Ottawa Senators Outshoot Arizona Coyotes, Still Lose
The Sens applied a lot of pressure but couldn't get the win.
The Ottawa Senators have had a few games this season in which they've been thoroughly outshot, and yet manage to squeak out a win. This game was the complete opposite. The Sens doubled the Coyotes in shots, but couldn't overcome an impressive goaltending display.
The game started poorly for Ottawa, with Mikkel Boedker scoring his first of three on the night just 38 seconds in. The play seemed harmless enough, but Craig Anderson didn't seem to ever see the shot and it beat him.
The rest of the first period was all Ottawa, to the tune of the final shots being 18-4 for Ottawa. Unfortunately for the Sens, only one of those shots beat Anders Lindback, a beauty of a play between Bobby Ryan and Mike Hoffman. Ryan snapped a quick pass out to Hoffman in the slot, who showed off his quick release to beat Lindback. The Sens would get a few more chances in the first, especially the first line, but no one could score. The first period ended with Ottawa carrying all the momentum.

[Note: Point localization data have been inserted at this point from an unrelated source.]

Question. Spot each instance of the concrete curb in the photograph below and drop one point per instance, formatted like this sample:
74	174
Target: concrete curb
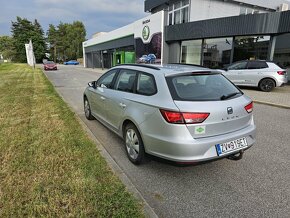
272	104
148	211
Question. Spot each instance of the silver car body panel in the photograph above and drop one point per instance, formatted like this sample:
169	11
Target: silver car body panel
176	142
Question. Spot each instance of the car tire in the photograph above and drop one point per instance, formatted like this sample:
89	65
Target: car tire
87	110
134	145
267	85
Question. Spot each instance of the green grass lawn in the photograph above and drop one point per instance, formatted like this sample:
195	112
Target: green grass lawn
48	165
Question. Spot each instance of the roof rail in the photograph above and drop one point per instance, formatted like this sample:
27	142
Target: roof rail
193	65
140	65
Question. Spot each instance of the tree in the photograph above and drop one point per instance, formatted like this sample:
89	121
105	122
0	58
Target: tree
24	30
65	40
6	47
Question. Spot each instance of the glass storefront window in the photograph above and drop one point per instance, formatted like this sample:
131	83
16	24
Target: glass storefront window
282	51
178	12
251	47
184	15
191	52
217	52
177	17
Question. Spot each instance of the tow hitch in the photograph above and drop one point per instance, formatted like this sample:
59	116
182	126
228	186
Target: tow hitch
237	156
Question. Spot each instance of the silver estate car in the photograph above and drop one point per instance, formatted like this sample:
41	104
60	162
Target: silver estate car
181	113
263	74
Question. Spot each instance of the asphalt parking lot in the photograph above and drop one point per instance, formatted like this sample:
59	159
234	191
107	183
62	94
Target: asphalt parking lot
256	186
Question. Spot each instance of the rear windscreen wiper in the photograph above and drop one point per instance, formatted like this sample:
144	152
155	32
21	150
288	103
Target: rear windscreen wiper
224	97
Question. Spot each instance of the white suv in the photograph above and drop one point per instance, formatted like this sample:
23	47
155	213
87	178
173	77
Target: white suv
263	74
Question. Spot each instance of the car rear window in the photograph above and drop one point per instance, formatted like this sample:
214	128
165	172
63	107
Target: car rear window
257	65
201	87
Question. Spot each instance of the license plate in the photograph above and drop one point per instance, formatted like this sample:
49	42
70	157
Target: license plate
231	146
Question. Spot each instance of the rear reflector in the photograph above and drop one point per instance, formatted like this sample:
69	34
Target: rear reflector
183	118
281	72
249	107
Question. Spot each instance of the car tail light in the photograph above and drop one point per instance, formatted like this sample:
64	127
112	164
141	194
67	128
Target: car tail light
281	72
249	107
183	118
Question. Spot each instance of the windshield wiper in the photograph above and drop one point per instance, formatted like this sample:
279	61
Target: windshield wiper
224	97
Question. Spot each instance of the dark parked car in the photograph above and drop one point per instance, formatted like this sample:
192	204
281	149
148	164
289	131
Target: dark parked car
71	62
49	65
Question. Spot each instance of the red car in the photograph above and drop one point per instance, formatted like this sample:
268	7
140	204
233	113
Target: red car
50	65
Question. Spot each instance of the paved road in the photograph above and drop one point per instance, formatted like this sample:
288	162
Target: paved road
256	186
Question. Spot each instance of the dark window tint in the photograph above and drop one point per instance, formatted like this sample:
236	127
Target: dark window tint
126	80
146	84
238	66
106	81
257	65
203	87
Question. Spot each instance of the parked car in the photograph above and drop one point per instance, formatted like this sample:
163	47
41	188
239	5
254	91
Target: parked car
263	74
49	65
181	113
71	62
151	58
143	59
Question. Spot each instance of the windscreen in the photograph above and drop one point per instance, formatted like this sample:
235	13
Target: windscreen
201	87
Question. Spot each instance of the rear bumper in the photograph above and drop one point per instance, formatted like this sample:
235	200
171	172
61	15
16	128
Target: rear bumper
281	82
196	150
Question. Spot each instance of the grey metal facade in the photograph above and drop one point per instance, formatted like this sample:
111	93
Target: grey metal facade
257	24
270	4
117	43
150	4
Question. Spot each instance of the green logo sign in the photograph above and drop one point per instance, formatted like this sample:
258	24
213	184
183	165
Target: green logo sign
145	32
200	130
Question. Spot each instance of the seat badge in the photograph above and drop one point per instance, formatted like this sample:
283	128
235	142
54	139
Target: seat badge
230	110
198	130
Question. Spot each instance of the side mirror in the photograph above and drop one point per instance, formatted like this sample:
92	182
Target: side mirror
92	84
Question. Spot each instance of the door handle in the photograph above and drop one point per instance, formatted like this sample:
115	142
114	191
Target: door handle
122	105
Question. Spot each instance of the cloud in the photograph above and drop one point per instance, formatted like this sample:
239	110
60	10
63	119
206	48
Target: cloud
97	15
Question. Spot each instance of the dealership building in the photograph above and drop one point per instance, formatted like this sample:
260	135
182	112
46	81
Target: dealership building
212	33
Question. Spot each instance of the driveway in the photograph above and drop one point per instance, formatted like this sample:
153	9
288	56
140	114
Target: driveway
256	186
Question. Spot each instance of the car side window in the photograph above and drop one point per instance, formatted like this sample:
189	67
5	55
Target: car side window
238	66
257	65
146	84
126	80
106	81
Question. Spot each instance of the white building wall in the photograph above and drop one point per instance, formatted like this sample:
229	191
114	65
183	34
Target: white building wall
209	9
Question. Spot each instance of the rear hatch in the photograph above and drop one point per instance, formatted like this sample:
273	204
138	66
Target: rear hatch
222	106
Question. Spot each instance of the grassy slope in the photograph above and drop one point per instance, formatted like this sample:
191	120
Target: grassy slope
48	165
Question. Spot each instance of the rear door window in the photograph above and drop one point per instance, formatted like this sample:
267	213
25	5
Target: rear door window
201	87
126	80
106	81
257	65
146	84
238	66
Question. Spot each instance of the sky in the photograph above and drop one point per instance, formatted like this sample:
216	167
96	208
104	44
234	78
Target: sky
96	15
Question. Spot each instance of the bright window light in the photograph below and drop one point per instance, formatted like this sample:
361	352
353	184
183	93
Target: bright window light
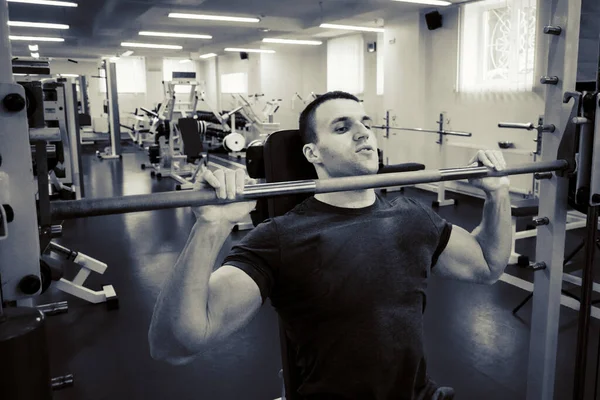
46	3
352	28
36	38
170	34
235	49
37	25
293	41
152	46
427	2
213	17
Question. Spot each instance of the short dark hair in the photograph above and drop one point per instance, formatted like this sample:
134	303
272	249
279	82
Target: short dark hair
307	118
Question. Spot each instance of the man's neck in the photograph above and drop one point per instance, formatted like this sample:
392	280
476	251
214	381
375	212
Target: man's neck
351	199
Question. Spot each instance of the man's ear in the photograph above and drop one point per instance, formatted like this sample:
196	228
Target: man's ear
311	152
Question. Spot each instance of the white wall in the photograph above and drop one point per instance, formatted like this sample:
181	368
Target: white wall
291	70
232	63
373	103
420	83
404	87
154	76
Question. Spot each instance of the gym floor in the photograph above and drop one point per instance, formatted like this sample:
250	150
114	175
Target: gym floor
473	341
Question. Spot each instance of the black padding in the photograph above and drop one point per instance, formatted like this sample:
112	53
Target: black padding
524	208
284	161
190	135
407	167
255	162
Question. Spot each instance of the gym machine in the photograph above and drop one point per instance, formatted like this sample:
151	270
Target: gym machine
261	124
557	167
113	151
442	142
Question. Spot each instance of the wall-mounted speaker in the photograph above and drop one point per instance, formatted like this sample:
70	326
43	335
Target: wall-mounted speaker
434	20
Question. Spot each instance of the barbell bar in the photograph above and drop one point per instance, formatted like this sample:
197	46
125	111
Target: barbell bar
71	209
442	132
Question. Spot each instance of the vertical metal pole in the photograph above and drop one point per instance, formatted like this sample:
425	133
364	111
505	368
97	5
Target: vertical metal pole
113	100
19	251
560	59
6	75
85	106
72	116
585	308
442	201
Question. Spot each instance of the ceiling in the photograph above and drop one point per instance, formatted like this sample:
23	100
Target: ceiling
97	27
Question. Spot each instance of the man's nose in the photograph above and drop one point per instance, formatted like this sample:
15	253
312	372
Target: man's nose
362	132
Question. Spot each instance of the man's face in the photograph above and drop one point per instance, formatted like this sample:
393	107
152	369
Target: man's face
346	146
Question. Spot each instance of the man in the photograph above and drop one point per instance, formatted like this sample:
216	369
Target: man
347	271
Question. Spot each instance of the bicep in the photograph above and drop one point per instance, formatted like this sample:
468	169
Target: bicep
462	259
233	300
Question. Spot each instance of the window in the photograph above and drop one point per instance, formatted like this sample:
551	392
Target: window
345	64
234	83
171	65
131	75
380	64
497	46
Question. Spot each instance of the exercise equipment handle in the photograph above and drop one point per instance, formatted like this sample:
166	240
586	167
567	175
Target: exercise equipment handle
157	201
513	125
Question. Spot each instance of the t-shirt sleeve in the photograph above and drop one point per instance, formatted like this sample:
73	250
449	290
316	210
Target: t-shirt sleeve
258	255
441	226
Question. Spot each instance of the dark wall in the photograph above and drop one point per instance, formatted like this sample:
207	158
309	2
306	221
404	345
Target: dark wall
589	40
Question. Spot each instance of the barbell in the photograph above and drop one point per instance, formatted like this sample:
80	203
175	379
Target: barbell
60	210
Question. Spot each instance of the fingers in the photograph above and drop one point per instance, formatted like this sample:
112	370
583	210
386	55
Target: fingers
227	183
497	159
240	180
221	188
230	184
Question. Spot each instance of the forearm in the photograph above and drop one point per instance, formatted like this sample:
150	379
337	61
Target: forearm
179	322
494	231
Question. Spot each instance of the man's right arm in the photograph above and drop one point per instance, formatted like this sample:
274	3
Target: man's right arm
197	306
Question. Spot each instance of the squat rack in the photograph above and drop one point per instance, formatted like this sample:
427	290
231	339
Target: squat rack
559	19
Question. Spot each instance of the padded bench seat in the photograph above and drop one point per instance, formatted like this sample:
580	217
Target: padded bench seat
524	208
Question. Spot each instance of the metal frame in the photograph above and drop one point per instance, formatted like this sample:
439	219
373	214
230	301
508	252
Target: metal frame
561	54
19	251
442	150
114	123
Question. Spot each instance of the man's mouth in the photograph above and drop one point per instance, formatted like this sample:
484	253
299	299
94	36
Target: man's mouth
364	149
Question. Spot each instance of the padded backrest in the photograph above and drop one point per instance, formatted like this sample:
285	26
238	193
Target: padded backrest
284	161
190	135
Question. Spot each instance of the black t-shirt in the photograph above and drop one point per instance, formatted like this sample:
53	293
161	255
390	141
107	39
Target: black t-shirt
349	286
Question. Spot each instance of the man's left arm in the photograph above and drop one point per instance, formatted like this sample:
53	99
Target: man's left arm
482	255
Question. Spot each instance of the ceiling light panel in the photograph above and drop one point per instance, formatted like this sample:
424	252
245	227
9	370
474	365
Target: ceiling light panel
293	41
35	38
352	28
46	3
37	25
206	17
172	34
152	46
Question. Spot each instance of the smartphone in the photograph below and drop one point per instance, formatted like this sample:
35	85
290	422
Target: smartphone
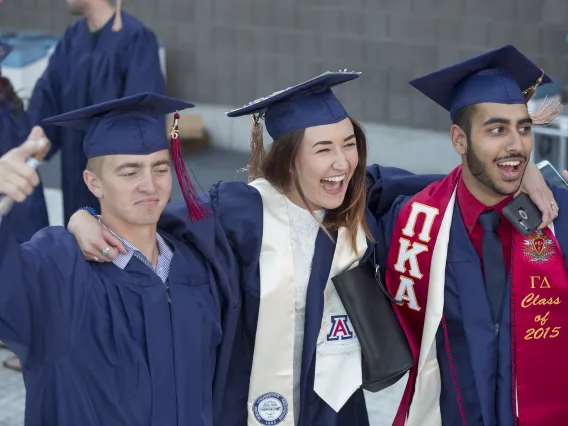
523	214
551	174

The second period started very similarly to the first, with Boedker scoring just 41 seconds in. On the play, I have no idea what Anderson was doing. He lay on his back and spread his arms, but seemed to do the whole thing in slow motion. It seemed like something a goalie would do in an All-Star Game, except that this was a tie game that the Sens would really have used a win in.
Unlike the first, the Coyotes would get the next goal too. After a pretty decent powerplay by Ottawa, a brutal giveaway by Erik Karlsson just as the penalty expired allowed Tobias Rieder to hit Dustin Jeffrey fresh out of the box with the breakaway pass. He beat Anderson five-hole, and suddenly Ottawa's momentum appeared to have evaporated.
Just as it was looking like another period of mostly Sens pressure would be all for naught, the Coyotes inexplicably left Mike Hoffman open on a late powerplay. He walked in and ripped home a hard shot. After all the posts he had to start the year, we knew Hoffman was going to start scoring eventually. He now has five goals in his last four games, and six in his last six. And so the second came to an end with the Sens down one, but with the game still pretty firmly in their grasp.
The teams mostly traded chances in the third, the kind of high-event hockey that can either let the losing team in or let the leading team run away with it. Lindback turned away a number of quality chances, and his post turned away one notable shot from Karlsson, before a Boedker goal off a Max Domi rebound essentially sealed the game. After spending most of the period thinking the Sens were one away from getting back into it, this felt like a dagger.
To their credit, the Sens didn't quit. Mark Stone would get a weird goal just over a minute later that hit Lindback in the shoulder, then bounced about six feet in the air before dropping into the net behind him. The Sens would pour it on more for the final few minutes, even pulling Anderson, but couldn't get the tying goal. So for the second and final time this season, the Sens lost to the Coyotes. This had to sting, especially after beating the Stars earlier on the same road trip. Final score: Sens 3, Coyotes 4.
Sens Hero: Mike Hoffman
The Hoff had two goals tonight. Not much more you can say to show how important he was to the win.
Sens Zero: Craig Anderson
Maybe Andy's just tried. It's been a long road trip, and he's played a bunch of games in a row. Some say that the stats show he gets worse if he plays too many games in a season. I doubt the Sens would've won in Dallas without him in net, and maybe not in Colorado either, but at some point you've got to rest your starter if fatigue is going to set in. The first goal Andy seemed unfocused, the second is just as bizarre on the seventh watch, and the fourth involved some poor rebound control. The team needed an average goaltending performance tonight to win, and they didn't get it.
Sens Killer: Mikkel Boedker
Boedker has nine goals this season, six of them against the Sens. What?
Sens Killer: Anders Lindback
This is the same Lindback who let the Lightning get swept by the Canadiens in the playoffs a couple years ago. He has three wins this season, two of them against the Sens. What?
Seriously, think about that. Boedker has two-thirds of his goals against Ottawa, and Lindback has two-thirds of his wins.
Sens Zero: Corsi
Ottawa didn't have a single player under 50% Corsi at even strength tonight. Guess this whole possession thing is just a myth, just like global warming since winter still happens.